One of the most common questions practice owners face as they grow is, "When should I hire more staff?" The answer is rarely straightforward. Add staff too early, and your overhead balloons. Add staff too late, and you risk provider burnout, patient dissatisfaction, and lost revenue. Getting the staffing ratio right is essential for both financial performance and operational efficiency.
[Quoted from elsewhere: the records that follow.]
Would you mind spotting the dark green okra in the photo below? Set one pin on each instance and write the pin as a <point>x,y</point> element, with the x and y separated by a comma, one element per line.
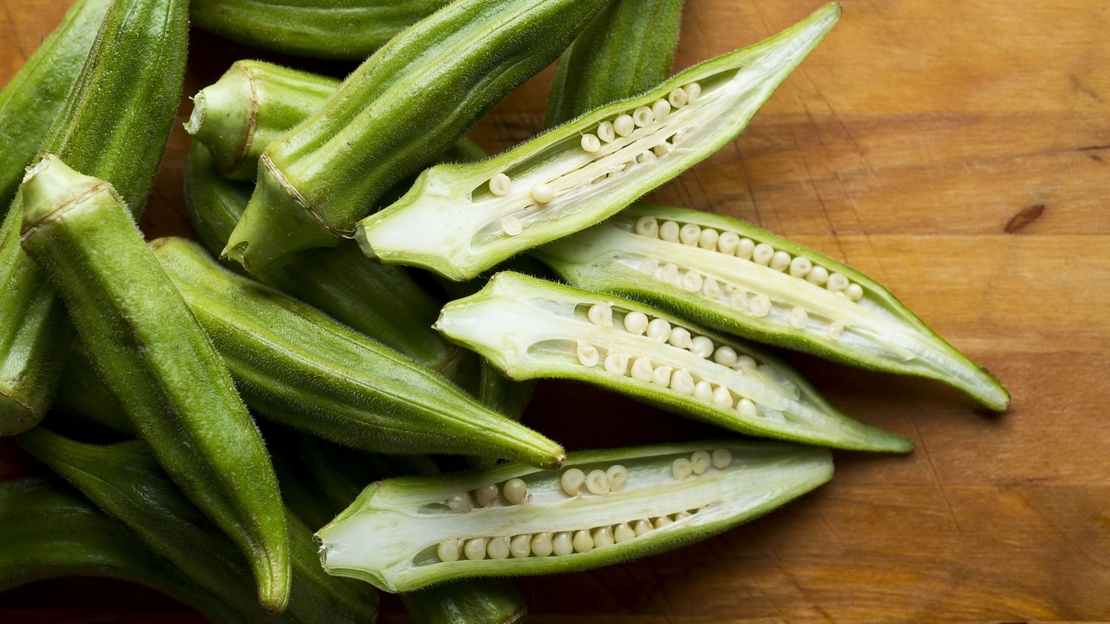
<point>626,50</point>
<point>301,368</point>
<point>31,100</point>
<point>602,507</point>
<point>323,29</point>
<point>736,278</point>
<point>461,220</point>
<point>125,483</point>
<point>114,126</point>
<point>50,532</point>
<point>400,109</point>
<point>157,361</point>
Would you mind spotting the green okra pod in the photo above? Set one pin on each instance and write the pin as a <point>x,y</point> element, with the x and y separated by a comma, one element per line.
<point>531,328</point>
<point>114,126</point>
<point>736,278</point>
<point>400,109</point>
<point>461,220</point>
<point>157,361</point>
<point>323,29</point>
<point>301,368</point>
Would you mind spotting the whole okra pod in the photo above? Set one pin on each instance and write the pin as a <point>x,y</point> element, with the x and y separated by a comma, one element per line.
<point>400,109</point>
<point>114,126</point>
<point>158,362</point>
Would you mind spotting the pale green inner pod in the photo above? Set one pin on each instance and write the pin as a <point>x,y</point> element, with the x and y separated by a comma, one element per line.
<point>404,533</point>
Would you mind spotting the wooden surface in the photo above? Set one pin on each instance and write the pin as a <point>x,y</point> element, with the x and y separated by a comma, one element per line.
<point>957,152</point>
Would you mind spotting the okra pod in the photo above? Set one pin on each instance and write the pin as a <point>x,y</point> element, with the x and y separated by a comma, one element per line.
<point>400,109</point>
<point>114,126</point>
<point>602,507</point>
<point>461,220</point>
<point>158,362</point>
<point>739,279</point>
<point>301,368</point>
<point>322,29</point>
<point>530,328</point>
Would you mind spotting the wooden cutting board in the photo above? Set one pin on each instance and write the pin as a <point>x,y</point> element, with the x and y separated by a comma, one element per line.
<point>959,153</point>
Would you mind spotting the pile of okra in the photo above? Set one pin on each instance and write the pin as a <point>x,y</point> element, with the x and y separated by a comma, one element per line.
<point>323,398</point>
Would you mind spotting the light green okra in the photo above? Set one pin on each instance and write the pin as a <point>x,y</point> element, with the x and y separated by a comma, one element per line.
<point>158,362</point>
<point>461,220</point>
<point>400,109</point>
<point>602,507</point>
<point>114,126</point>
<point>32,98</point>
<point>739,279</point>
<point>626,50</point>
<point>301,368</point>
<point>530,328</point>
<point>323,29</point>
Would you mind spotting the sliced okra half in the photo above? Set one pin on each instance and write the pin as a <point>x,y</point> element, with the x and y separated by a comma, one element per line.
<point>461,220</point>
<point>602,507</point>
<point>530,328</point>
<point>736,278</point>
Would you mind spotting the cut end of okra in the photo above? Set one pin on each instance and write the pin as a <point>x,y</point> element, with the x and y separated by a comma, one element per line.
<point>530,328</point>
<point>461,220</point>
<point>602,507</point>
<point>737,278</point>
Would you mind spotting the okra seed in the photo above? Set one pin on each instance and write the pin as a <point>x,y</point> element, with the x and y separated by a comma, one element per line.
<point>475,549</point>
<point>647,227</point>
<point>573,481</point>
<point>486,494</point>
<point>501,184</point>
<point>562,544</point>
<point>617,475</point>
<point>582,541</point>
<point>542,192</point>
<point>699,462</point>
<point>702,346</point>
<point>635,322</point>
<point>597,483</point>
<point>680,469</point>
<point>601,314</point>
<point>587,354</point>
<point>591,143</point>
<point>624,124</point>
<point>520,546</point>
<point>722,459</point>
<point>447,550</point>
<point>515,491</point>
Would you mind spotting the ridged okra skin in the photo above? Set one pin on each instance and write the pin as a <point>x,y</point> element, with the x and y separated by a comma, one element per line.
<point>461,220</point>
<point>114,126</point>
<point>739,279</point>
<point>626,50</point>
<point>530,328</point>
<point>51,532</point>
<point>301,368</point>
<point>157,361</point>
<point>602,507</point>
<point>31,100</point>
<point>399,110</point>
<point>323,29</point>
<point>125,483</point>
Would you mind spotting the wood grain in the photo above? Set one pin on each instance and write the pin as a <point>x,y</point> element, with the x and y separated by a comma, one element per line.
<point>958,152</point>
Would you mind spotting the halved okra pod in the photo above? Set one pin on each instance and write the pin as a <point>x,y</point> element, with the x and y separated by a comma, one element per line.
<point>400,109</point>
<point>301,368</point>
<point>149,351</point>
<point>736,278</point>
<point>603,507</point>
<point>530,328</point>
<point>114,126</point>
<point>461,220</point>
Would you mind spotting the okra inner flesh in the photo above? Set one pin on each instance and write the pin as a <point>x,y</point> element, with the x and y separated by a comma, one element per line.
<point>602,507</point>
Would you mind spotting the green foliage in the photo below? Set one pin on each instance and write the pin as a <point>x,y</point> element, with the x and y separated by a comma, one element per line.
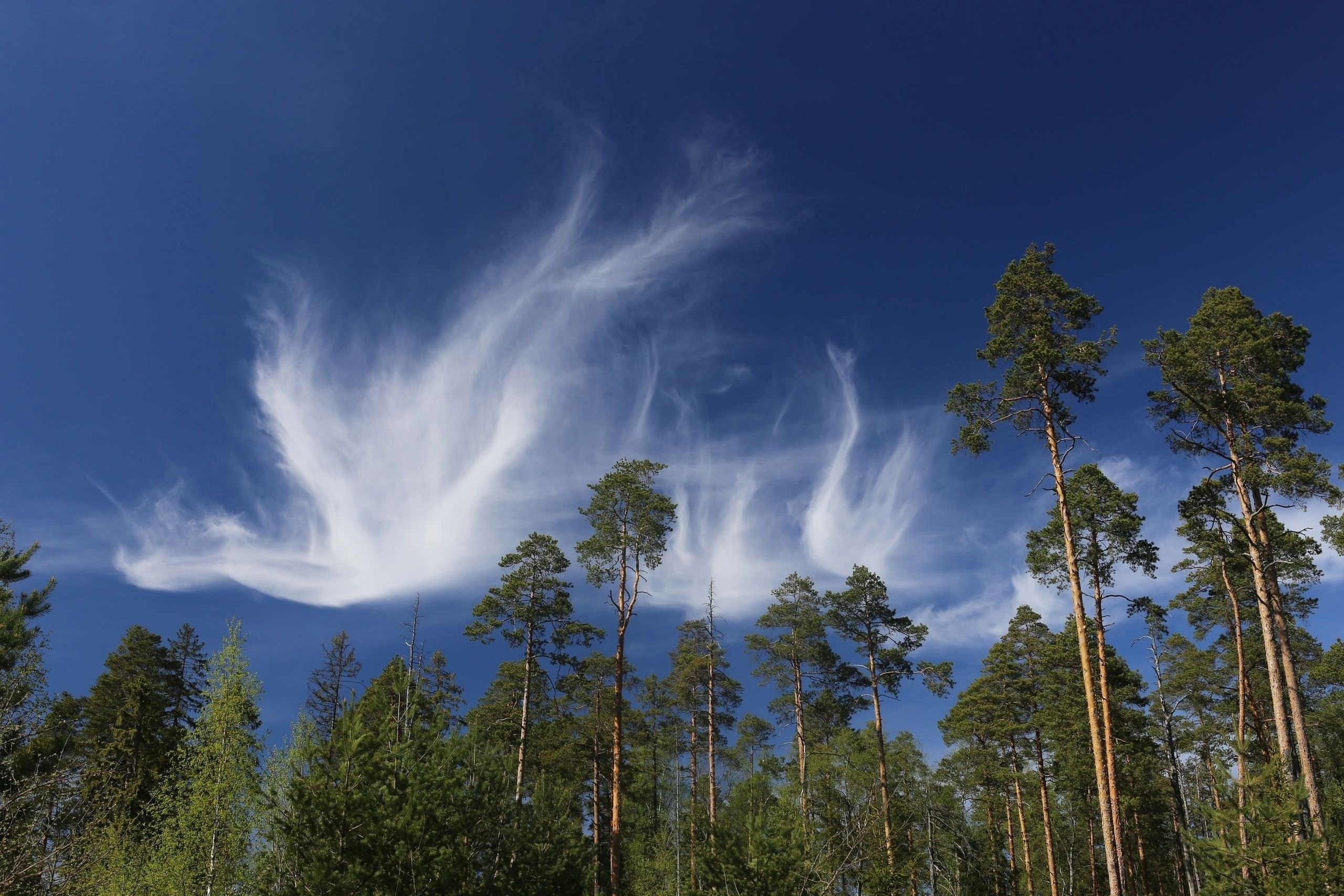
<point>1107,530</point>
<point>862,614</point>
<point>1034,335</point>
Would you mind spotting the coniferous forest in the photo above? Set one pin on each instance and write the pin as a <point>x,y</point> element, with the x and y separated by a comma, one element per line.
<point>1213,766</point>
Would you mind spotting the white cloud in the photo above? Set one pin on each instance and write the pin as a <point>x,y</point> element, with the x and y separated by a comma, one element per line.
<point>404,464</point>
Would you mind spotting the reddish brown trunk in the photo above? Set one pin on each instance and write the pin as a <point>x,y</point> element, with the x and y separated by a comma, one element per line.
<point>1084,655</point>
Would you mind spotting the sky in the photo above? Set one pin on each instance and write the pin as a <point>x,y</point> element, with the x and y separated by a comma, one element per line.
<point>312,308</point>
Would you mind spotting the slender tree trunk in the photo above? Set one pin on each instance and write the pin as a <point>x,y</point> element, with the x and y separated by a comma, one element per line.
<point>522,726</point>
<point>994,839</point>
<point>714,793</point>
<point>597,808</point>
<point>882,762</point>
<point>1046,816</point>
<point>910,841</point>
<point>1092,851</point>
<point>1022,821</point>
<point>1084,653</point>
<point>1264,602</point>
<point>695,775</point>
<point>1143,860</point>
<point>1241,719</point>
<point>800,741</point>
<point>625,609</point>
<point>1107,715</point>
<point>1295,698</point>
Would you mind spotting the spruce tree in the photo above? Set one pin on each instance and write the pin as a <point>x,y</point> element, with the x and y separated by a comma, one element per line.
<point>330,683</point>
<point>531,609</point>
<point>206,821</point>
<point>130,736</point>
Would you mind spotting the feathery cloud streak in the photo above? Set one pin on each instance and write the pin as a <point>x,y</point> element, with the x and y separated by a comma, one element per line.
<point>409,465</point>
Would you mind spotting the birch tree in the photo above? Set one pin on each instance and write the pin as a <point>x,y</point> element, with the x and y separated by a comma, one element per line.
<point>631,524</point>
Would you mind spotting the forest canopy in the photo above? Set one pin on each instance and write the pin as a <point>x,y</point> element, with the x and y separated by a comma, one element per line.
<point>1214,766</point>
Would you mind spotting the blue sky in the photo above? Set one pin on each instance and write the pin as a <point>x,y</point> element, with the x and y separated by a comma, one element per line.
<point>313,307</point>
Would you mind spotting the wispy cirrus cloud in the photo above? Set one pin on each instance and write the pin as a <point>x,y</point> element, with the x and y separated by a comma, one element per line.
<point>401,464</point>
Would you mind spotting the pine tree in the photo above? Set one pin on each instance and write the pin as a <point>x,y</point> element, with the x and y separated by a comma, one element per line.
<point>795,656</point>
<point>531,609</point>
<point>1107,527</point>
<point>631,523</point>
<point>206,820</point>
<point>130,736</point>
<point>188,662</point>
<point>328,683</point>
<point>862,616</point>
<point>1034,331</point>
<point>33,775</point>
<point>1229,397</point>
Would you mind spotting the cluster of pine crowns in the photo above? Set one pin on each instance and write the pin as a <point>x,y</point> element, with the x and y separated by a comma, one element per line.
<point>1217,769</point>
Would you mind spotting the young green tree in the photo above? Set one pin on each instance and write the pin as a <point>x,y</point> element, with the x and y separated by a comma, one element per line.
<point>206,820</point>
<point>1035,325</point>
<point>1108,529</point>
<point>188,662</point>
<point>29,781</point>
<point>531,609</point>
<point>330,683</point>
<point>631,523</point>
<point>130,736</point>
<point>862,614</point>
<point>1229,398</point>
<point>793,655</point>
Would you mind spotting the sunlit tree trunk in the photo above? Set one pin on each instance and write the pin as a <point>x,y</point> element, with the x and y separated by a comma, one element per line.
<point>1084,652</point>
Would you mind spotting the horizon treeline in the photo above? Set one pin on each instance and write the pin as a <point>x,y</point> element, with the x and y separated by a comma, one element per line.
<point>1214,766</point>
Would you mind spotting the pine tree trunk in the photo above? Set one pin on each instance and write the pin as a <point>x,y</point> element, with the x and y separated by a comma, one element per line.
<point>597,810</point>
<point>1108,730</point>
<point>1241,721</point>
<point>1295,698</point>
<point>1084,655</point>
<point>625,609</point>
<point>1264,601</point>
<point>695,775</point>
<point>994,839</point>
<point>710,735</point>
<point>800,741</point>
<point>1143,861</point>
<point>1046,816</point>
<point>882,762</point>
<point>522,726</point>
<point>1092,851</point>
<point>1022,821</point>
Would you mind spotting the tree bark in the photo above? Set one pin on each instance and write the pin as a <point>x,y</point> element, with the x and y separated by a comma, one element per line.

Industry Benchmarks for Staffing Ratios
The number of support staff per physician varies significantly by specialty, practice size, and care model. The Medical Group Management Association (MGMA) publishes the most widely referenced benchmarks:
| Practice Type | Support Staff per Physician FTE | Total Staff Cost as % of Collections |
|---|---|---|
| Primary Care (solo or small group) | 1.5 - 2.5 | 45-55% |
| Primary Care (large group, 10+ physicians) | 2.0 - 3.0 | 48-58% |
| Medical Specialty (e.g., Cardiology, GI) | 2.0 - 3.0 | 40-50% |
| Surgical Specialty (e.g., Ortho, General Surgery) | 2.5 - 3.5 | 35-45% |
| Concierge / Direct Primary Care | 1.0 - 1.5 | 30-40% |
| Federally Qualified Health Center (FQHC) | 3.0 - 4.0 | 55-65% |
These ratios include all non-provider staff: medical assistants, front desk, billing, nursing, management, and administrative support. They exclude providers, independent contractors, and outsourced services.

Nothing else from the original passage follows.